Dialectical Hermeneutic

How have Marxist thinkers conceived and theorized the dialectical hermeneutic practice? What assumptions, contradictions, philosophical and political commitments have shaped the modes of interpretation that emerge from the Marxist tradition? How has Marxist thought imagined the relation between reading and history, the production of literary form and the operation of ideology, the work of critique, and the material conditions that sustain it?

This working group explores Marxist hermeneutics not as a stable method, but as a terrain of theoretical struggle. We are interested in how Marxist thinkers have interrogated the act of interpretation itself—its function as a political act, its embedding in class struggle as the great plot of history, and its entanglement with the production and reproduction of ideology. We pay particular attention to conceptions of dialectics as an interpretive strategy, a conceptual commitment, and a way of thinking—one that treats contradiction not as error or failure, but as the very structure through which meaning, form, and historical process unfold. Rather than applying a fixed set of tools to texts, we trace how those tools emerged, shifted, and were contested within the Marxist tradition.

Our aim is to: (a) Rethink interpretation as a political act, historically situated and materially conditioned. (b) Explore the relation between hermeneutics and the philosophy of history within Marxist thought. (c) Consider the singularity of Marxist hermeneutics with respect to other hermeneutic traditions. (d) Analyze how shifting models of base and superstructure have shaped cultural criticism. (e) Consider history as the overarching horizon of interpretation, shaping both cultural analysis and hermeneutic practice as historically embedded. (f) Situate interpretation within capitalist modernity, attending to colonialism and imperialism as historical forces that shape both cultural production and hermeneutic possibility. (g) Draw connections between Marxist hermeneutics and political ecology, especially where interpretation meets environmental crisis, extractivism, and the ideological construction of nature. (h) Study definitions of dialectics as a coherent, distinct, and robust epistemology beyond the empirical positivism dominating mainstream intellectual approaches.

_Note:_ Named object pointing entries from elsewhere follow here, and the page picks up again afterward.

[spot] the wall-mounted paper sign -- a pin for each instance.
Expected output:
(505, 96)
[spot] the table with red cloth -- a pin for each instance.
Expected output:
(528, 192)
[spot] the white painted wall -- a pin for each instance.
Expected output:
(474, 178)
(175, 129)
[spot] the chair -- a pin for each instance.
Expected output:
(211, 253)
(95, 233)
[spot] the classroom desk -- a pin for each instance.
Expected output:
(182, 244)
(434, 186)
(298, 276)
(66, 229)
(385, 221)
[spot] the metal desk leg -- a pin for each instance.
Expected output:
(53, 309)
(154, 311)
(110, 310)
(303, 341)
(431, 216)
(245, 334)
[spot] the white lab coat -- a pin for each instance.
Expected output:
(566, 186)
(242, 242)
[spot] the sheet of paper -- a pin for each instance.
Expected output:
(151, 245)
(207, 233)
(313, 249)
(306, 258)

In our meetings, we will focus on three complementary dimensions: (1) the analysis of hermeneutic models developed by Marxist thinkers across historical and geographical contexts; (2) close attention to their concrete interventions in literary and cultural criticism—for example, Jameson reading Balzac, Federici reading the witch hunts, or Mariátegui reading Arguedas; and (3) a sustained engagement with thinkers from the Global South whose work expands and reorients Marxist hermeneutics through critiques of colonialism, capitalism, and epistemology. We will read authors such as Karl Marx, Walter Benjamin, Georg Lukács, Louis Althusser, Pierre Macherey, Fredric Jameson, Silvia Federici, José Carlos Mariátegui, and Roberto Schwarz, among others. Readings will span foundational texts and meta-critical reflections, with attention to form, contradiction, utopia, and the dialectics of ideology. We will also engage with thinkers from the Global South—including Aníbal Quijano, Frantz Fanon, Gayatri Spivak, Aijaz Ahmad,

Silvia Rivera Cusicanqui, and Angela Davis—whose work challenges the Eurocentric framing of Marxist criticism and rethinks the politics of interpretation in relation to colonialism, race, and epistemic location. In tracing the philosophical genealogy of dialectical thinking, we will also revisit the role of Hegel as a foundational but contested figure in the development of Marxist hermeneutics.

We meet biweekly for two hours. During Fall 2025, we aim to develop a shared conceptual ground for rethinking dialectical hermeneutics as a political and philosophical practice—and for reading critique historically. For Spring 2026, we will expand our focus to examine how thinkers from the Global South have transformed and expanded Marxist hermeneutics through situated critiques of colonialism, capitalism, and epistemology.